Pune: The eighth season of IPL has only three days gone . Bookies already started their work to do. A Rajasthan Royals player was approached with an offer of money for fixing, and he informed the BCCI’s Anti-Corruption & Security Unit (ACSU) about it last month. A leading newspaper of a country reported that the player was approached well before the IPL by one of his Ranji Trophy team-mates, who is not part of the ongoing T20 tournament.
BCCI secretary Anurag Thakur confirmed that the Mumbai-based player had informed the ACSU about the incident. “A player was approached and he immediately intimated BCCI anti-corruption unit. Glad that BCCI education policy [is] showing positive results,” Thakur tweeted. “Players are alert and they know what is to be done due to our regular education efforts.”

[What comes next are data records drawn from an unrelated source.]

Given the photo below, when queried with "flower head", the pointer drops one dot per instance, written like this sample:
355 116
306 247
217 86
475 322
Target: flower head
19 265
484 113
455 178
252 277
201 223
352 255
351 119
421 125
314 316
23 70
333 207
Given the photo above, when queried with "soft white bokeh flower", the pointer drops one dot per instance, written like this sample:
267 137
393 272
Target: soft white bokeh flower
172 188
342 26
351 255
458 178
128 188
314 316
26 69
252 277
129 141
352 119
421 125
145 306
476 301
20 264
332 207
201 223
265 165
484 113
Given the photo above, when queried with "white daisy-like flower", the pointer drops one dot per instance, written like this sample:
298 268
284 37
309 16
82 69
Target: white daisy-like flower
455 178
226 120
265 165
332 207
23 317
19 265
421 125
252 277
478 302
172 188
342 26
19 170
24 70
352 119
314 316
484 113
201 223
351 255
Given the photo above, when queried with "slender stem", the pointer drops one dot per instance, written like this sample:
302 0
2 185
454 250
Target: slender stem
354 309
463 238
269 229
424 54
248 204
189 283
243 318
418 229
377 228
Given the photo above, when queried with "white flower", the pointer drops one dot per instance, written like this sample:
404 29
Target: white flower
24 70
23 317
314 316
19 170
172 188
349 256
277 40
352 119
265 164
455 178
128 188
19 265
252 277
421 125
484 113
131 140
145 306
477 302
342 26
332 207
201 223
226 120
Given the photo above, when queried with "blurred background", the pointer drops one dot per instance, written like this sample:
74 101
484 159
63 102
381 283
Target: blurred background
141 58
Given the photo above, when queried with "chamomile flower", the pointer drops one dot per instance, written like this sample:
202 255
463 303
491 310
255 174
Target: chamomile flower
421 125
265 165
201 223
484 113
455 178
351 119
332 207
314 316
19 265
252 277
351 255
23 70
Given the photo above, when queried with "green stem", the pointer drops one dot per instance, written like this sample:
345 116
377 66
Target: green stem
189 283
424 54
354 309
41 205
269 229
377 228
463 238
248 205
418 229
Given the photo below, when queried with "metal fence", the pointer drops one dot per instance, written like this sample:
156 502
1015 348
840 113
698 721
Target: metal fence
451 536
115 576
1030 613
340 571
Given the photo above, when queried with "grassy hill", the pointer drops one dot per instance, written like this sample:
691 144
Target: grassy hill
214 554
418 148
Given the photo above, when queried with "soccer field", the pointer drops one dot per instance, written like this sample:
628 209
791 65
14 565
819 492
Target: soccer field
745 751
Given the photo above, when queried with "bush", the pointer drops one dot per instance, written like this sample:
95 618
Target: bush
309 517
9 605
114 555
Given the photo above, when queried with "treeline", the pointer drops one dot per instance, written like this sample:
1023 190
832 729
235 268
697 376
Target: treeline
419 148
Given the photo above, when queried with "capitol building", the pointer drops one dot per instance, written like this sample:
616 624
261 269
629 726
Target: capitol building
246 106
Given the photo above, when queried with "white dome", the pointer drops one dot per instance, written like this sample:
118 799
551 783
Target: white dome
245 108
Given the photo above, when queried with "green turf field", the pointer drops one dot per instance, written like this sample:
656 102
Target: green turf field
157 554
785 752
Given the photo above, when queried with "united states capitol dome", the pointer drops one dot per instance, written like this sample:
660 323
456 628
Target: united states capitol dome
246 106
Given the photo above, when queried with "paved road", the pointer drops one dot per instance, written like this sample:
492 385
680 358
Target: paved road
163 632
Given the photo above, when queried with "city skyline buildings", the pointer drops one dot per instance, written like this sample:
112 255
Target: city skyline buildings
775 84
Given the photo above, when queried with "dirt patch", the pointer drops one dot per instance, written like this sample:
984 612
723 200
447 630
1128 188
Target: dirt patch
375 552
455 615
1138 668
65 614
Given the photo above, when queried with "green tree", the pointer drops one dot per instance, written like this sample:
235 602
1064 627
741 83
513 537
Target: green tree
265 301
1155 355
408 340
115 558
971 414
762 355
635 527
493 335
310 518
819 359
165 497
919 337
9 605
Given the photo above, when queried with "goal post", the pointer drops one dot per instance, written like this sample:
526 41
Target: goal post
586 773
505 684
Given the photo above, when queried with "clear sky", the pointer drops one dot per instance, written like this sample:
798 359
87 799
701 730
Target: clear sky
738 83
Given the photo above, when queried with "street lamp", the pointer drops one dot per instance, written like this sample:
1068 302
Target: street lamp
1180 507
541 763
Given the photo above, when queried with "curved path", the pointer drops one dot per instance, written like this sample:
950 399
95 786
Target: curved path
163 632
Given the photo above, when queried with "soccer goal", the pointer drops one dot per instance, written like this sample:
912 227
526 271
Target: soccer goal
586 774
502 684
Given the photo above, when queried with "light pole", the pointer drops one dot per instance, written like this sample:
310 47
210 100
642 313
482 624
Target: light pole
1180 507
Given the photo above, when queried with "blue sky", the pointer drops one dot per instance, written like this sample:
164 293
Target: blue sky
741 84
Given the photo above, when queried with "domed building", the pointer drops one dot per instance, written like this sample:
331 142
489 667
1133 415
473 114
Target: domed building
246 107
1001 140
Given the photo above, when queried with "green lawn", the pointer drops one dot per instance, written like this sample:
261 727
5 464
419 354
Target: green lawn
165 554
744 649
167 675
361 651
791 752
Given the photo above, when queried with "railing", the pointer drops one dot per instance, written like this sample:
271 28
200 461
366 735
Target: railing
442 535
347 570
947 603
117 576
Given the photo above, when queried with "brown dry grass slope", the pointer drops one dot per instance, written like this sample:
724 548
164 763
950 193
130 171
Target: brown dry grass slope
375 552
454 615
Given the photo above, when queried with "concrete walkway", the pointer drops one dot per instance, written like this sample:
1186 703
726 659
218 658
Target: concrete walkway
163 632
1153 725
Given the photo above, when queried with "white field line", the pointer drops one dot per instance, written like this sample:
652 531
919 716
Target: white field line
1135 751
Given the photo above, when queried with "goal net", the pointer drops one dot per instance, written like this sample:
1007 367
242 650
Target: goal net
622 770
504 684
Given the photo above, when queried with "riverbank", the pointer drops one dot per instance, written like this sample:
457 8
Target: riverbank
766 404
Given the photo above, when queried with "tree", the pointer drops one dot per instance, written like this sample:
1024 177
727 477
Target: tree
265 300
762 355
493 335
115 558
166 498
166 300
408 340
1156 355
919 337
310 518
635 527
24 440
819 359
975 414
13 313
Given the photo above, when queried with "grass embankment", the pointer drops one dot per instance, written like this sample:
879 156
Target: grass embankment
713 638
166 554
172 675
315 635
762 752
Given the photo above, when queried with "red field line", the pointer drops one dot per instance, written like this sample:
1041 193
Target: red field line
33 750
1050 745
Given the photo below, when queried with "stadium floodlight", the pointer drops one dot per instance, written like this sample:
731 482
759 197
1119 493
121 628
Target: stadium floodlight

“It was an exploratory kind of approach, but he was shut up immediately [by the Mumbai player],” a BCCI official said. According to the official it is nothing new considering players have now become more vigilant in the aftermath of the 2013 corruption scandal. He also said the education and awareness measures put in place by BCCI’s anti-corruption unit had helped the players understand the modus operandi used by fixers.

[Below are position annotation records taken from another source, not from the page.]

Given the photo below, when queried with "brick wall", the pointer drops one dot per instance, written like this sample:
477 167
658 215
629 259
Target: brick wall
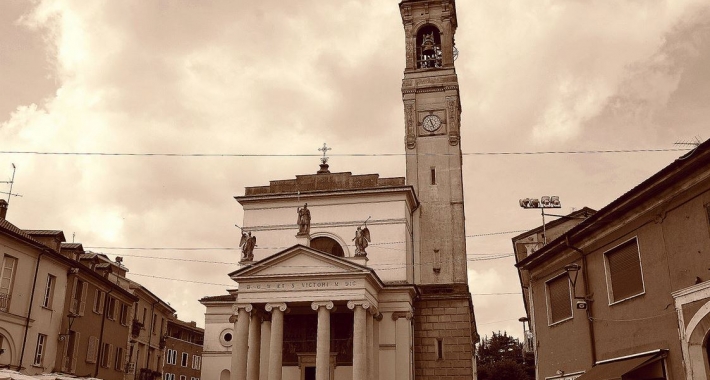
443 337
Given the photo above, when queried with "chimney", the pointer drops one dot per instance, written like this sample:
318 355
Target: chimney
3 208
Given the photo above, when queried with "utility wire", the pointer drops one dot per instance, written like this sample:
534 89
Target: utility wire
148 154
232 285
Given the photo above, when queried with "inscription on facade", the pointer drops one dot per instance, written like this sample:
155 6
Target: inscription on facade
302 285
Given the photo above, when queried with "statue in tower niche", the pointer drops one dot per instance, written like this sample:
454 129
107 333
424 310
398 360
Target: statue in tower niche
247 244
304 220
361 239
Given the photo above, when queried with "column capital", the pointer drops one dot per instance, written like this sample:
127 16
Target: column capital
315 305
278 305
246 306
402 314
362 303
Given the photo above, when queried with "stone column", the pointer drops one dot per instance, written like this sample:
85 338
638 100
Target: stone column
359 338
323 343
277 339
254 346
241 341
376 345
403 341
370 342
265 346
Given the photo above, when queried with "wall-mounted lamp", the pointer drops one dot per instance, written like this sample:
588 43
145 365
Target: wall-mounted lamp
71 317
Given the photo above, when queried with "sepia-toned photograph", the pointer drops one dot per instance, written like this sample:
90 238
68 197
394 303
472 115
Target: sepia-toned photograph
354 190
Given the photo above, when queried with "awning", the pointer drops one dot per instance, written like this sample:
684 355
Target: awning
615 370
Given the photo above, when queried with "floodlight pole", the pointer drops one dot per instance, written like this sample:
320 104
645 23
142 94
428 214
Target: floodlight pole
550 201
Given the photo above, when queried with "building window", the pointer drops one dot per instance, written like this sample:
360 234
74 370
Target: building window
9 265
106 355
118 360
78 299
428 47
111 308
39 350
559 299
171 357
49 292
99 297
92 350
624 276
327 245
124 314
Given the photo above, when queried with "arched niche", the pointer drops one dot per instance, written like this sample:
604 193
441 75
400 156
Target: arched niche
330 244
428 52
697 342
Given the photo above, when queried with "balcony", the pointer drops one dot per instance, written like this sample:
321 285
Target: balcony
4 302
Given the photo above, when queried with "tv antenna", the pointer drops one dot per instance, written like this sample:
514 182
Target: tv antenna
694 143
11 182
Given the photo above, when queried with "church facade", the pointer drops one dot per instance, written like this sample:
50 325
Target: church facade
355 276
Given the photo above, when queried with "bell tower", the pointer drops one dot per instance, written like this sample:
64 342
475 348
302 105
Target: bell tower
430 92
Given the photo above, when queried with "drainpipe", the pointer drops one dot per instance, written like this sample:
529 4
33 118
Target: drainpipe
101 333
150 334
587 297
411 237
29 311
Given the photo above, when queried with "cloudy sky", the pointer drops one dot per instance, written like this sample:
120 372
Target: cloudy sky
271 77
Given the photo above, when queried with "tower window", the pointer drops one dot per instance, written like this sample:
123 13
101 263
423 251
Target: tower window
428 47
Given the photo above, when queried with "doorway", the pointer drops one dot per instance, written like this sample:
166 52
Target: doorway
310 373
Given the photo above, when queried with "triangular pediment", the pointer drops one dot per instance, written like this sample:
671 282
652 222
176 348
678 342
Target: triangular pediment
299 260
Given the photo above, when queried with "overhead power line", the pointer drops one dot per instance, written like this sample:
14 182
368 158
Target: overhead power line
254 155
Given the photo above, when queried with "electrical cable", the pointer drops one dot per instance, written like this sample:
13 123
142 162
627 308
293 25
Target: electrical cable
254 155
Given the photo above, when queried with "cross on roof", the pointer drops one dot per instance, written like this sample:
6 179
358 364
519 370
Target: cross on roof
324 149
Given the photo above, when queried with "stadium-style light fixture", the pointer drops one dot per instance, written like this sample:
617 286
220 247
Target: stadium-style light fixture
547 201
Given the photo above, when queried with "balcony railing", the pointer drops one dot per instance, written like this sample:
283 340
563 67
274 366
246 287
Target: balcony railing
136 328
4 302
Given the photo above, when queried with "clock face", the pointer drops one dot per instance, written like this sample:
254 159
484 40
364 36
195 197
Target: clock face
431 123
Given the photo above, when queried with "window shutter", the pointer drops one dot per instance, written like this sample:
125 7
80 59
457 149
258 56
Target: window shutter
75 354
625 271
72 304
92 349
559 298
65 356
82 305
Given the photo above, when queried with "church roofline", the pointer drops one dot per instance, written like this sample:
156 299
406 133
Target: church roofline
268 260
324 182
407 189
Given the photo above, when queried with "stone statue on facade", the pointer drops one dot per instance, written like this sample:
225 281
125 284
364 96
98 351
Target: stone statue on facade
247 244
304 220
361 239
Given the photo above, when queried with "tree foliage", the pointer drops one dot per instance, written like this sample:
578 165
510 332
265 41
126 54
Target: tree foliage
501 357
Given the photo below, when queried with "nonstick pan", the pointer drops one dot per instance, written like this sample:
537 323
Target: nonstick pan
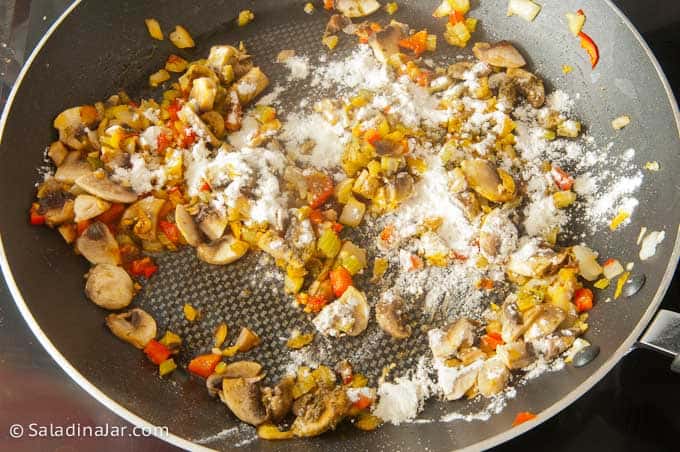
97 48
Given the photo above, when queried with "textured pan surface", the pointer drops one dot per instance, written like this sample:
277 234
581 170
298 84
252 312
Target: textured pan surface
102 47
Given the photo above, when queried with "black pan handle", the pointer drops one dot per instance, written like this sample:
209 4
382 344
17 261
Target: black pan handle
663 336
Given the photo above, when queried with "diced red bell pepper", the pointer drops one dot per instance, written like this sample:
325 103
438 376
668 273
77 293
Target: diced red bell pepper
113 214
583 299
490 341
591 48
204 365
316 302
35 217
156 351
315 216
563 180
143 267
320 186
362 403
170 230
523 416
341 279
82 226
173 109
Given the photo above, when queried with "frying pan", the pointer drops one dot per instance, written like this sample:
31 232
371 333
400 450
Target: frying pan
97 48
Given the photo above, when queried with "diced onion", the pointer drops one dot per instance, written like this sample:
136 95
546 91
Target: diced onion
526 9
588 267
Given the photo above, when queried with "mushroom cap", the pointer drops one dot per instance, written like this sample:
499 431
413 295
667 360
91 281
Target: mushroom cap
98 245
321 412
98 184
135 326
223 251
109 287
244 399
187 226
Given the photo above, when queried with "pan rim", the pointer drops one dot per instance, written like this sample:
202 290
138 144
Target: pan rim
500 438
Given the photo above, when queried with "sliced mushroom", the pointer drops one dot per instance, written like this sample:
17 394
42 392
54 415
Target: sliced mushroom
251 85
545 321
346 315
492 377
445 343
515 355
501 54
98 184
279 400
488 181
71 124
223 251
530 85
109 287
357 8
322 412
213 225
203 91
87 207
98 245
57 207
455 382
535 259
143 217
72 168
237 369
243 396
135 326
187 227
390 315
190 117
385 42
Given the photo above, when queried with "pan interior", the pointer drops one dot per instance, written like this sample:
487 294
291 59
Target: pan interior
249 292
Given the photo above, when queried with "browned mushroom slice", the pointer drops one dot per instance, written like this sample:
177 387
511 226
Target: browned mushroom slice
385 42
72 168
391 318
321 412
279 400
501 54
357 8
98 184
135 326
87 207
545 321
237 369
243 396
187 227
213 225
445 343
251 85
492 377
98 245
488 181
530 85
223 251
109 287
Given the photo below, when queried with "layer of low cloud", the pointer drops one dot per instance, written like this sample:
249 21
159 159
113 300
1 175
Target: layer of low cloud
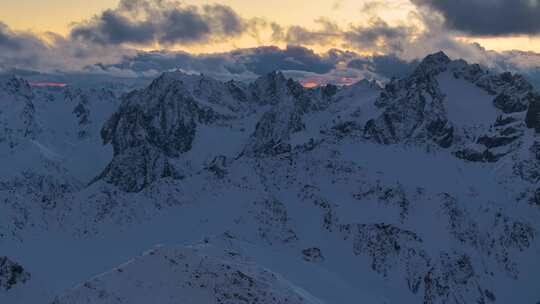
107 45
488 17
149 22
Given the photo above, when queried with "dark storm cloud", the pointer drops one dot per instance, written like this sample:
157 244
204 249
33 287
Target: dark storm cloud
488 17
145 22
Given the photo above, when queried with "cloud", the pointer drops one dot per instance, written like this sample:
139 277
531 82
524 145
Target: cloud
166 22
387 66
298 35
238 64
379 36
488 17
50 52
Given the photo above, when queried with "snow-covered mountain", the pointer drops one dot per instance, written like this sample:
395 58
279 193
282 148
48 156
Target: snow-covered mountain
422 191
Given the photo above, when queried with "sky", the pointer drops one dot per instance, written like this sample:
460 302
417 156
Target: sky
340 39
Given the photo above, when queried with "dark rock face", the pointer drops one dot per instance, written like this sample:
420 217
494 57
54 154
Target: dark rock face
413 108
11 274
533 113
152 127
312 255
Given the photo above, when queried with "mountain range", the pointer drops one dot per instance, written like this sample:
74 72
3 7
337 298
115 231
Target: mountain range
424 189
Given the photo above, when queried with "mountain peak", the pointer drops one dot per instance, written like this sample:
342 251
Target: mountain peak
433 64
437 58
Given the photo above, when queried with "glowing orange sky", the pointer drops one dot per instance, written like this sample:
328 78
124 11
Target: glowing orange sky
57 15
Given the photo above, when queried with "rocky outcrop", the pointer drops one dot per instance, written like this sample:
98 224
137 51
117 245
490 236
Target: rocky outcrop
11 274
413 108
153 127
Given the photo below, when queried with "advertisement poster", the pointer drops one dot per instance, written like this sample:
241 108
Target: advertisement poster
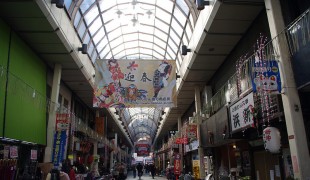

“Rajasthan Royals commends the player for having reported this incident immediately and for his honesty and uprightness,” Royals CEO Raghu Iyer said in a statement. “His dedication to maintain the highest standards of integrity needs to be lauded.

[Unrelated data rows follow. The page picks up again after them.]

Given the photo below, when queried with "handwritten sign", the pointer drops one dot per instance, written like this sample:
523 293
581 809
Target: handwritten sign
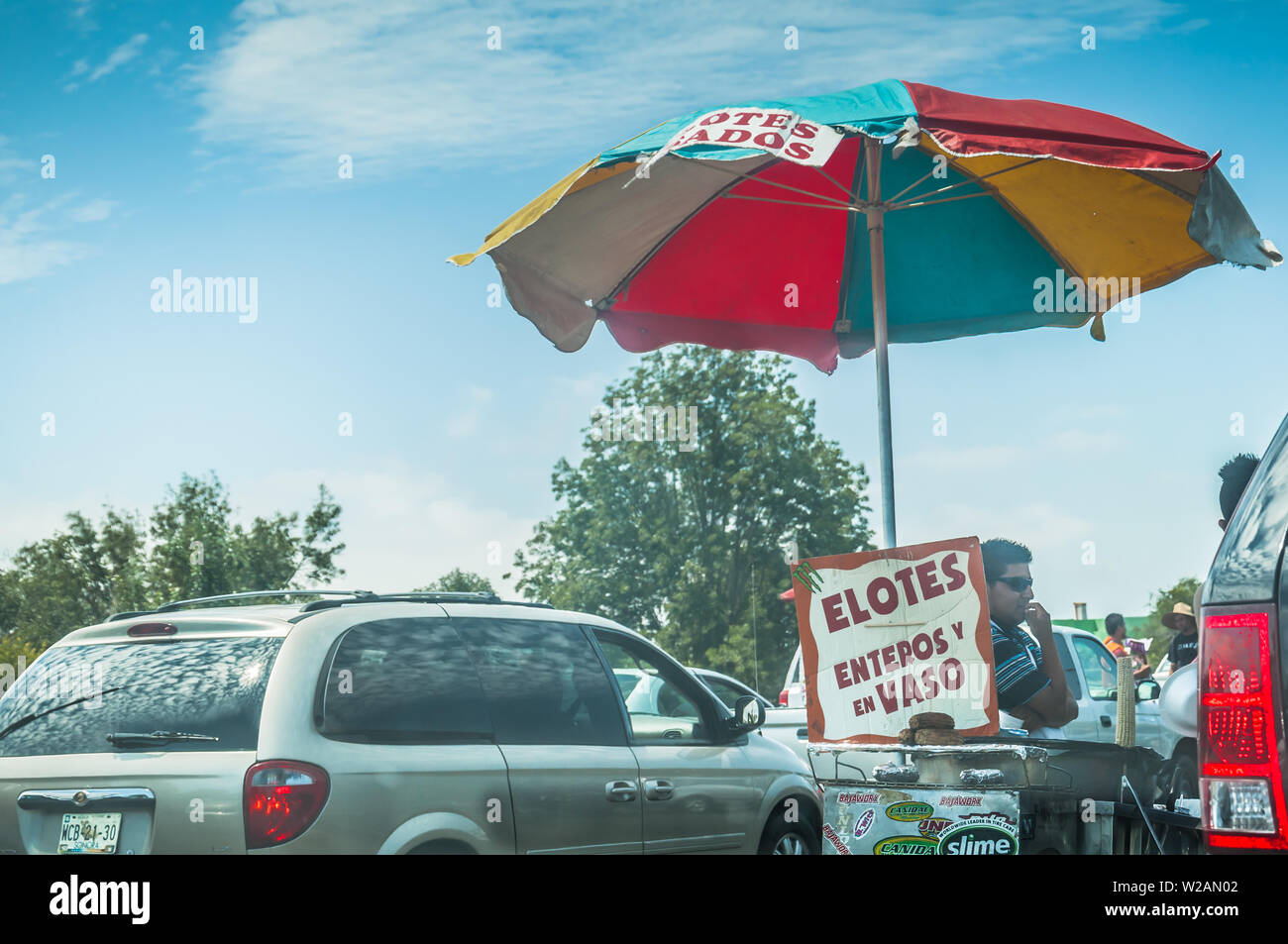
890 634
781 133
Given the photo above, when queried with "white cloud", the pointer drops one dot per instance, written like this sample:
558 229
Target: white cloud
402 85
33 244
465 420
120 55
93 211
27 245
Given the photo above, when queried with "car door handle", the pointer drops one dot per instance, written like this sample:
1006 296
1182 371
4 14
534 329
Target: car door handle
658 789
619 790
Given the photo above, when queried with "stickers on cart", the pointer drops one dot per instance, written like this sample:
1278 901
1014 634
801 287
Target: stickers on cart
893 634
987 835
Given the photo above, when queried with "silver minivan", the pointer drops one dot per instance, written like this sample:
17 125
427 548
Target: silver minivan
411 723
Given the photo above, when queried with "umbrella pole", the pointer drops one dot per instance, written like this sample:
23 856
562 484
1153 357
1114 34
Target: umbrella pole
876 244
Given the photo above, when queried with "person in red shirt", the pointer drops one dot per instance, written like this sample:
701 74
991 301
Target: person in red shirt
1117 629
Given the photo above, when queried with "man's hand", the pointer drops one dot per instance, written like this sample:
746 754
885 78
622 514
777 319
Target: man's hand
1038 620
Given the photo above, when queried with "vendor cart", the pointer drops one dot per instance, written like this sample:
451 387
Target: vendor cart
997 796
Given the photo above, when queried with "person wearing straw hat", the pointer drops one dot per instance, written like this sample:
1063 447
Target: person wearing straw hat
1185 643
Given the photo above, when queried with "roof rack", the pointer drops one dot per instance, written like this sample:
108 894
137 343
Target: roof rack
423 596
184 604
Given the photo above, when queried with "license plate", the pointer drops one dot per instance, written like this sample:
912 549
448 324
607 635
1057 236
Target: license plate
89 832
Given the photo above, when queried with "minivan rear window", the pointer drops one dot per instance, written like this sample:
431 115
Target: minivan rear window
75 695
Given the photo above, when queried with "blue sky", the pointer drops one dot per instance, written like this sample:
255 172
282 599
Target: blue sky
223 161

“Rajasthan Royals in keeping with its zero tolerance approach immediately reported the incident further to the ACSU/BCCI for further process. Rajasthan Royals will continue to provide full support and assistance to the BCCI to ensure that the game of cricket is played in the right spirit. This incident does highlight that if players and other officials cooperate and disclose information or approaches immediately, the game can be kept clean and free from undesirable elements and activities.”
Incidentally, Royals mentor Rahul Dravid had spoken days before this year’s tournament started about the fight against corruption and had asked for anti-corruption measures to be adopted at all international and domestic tournaments, including the IPL, to keep cricket corruption-free.
“We have to remember that the IPL is a two-month tournament. Nine-ten months of the year, people are not with the franchises. Sometimes they are with their state teams or international teams and that is a long time of the year,” Dravid had said. “Things like education and vigilance need to be followed not only by the IPL but by everyone else.
“The IPL is a high-profile tournament. It does attract a lot of attention, hype and media, because of that it does attract at times a lot of wrong elements as well. Vigilance is one thing that at all times we need to be vigilant about. Everyone is trying their best. They have the educational programmes, they have the ACSU. I know Rajasthan Royals, we go out of the way to make an effort, try and educate the players.”
It’s not the first time a fixing-related issue has come out of the Royals camp. Sreesanth, Ajit Chandila and Ankeet Chavan were arrested in the middle of the 2013 IPL season on allegations of spot-fixing. The trio was suspended by the BCCI and Royals within a few days, and Sreesanth and Chavan were later banned for life by the BCCI.
Royals play their first match of the season on Friday against Kings XI Punjab in Pune.